Minister of Interior
- In office 12 September 1956 – 18 March 1958
- Preceded by: Abdus Sattar
- Succeeded by: Feroz Khan Noon

Personal details
- Born: 19 September 1909 Tando Muhammad Khan
- Died: 19 October 1963 (aged 54) Tando Muhammad Khan

Military service
- Allegiance: Pakistan

= Ghulam Ali Talpur =

Pakistani politician (1909-1963)

Mir Ghulam Ali Talpur was a Pakistani politician. He was born 19 September 1909. He belonged to the Shahwani branch of the Talpur tribe. He was interior minister of Pakistan from 12 September 1956 to 18 March 1958.

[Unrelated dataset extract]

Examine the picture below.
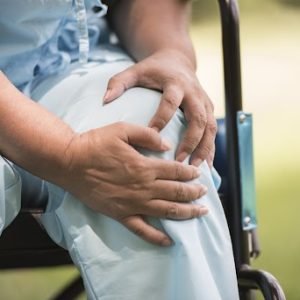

== Early life and education ==
He got his school education from his native town, Tando Muhammad Khan. After school education he studied in Karachi for further education. He also studied in Aligarh. He completed his graduation from Bombay University.

==Political career==
Mir Ghulam Ali Talpur Sr. started his political career in 1936, when he contested in election from Badin – Tando Bago constituency. He won this election and became a Member of the Legislative Assembly (MLA). He was elected President of the Local Board, Hyderabad twice. He became minister in Sir Ghulam Hussain Hidayat Ullah Sindh's cabinet from 28 April 1937 to 23 March 1938. He was federal minister for interior from 12 September 1956 to 18 March 1958.

He was speaker of the Sindh Assembly from 14 September 1953 to 21 March 1955. He was also abducted because he opposed One Unit Bill as speaker of assembly. He was sent to desert on camel after abduction.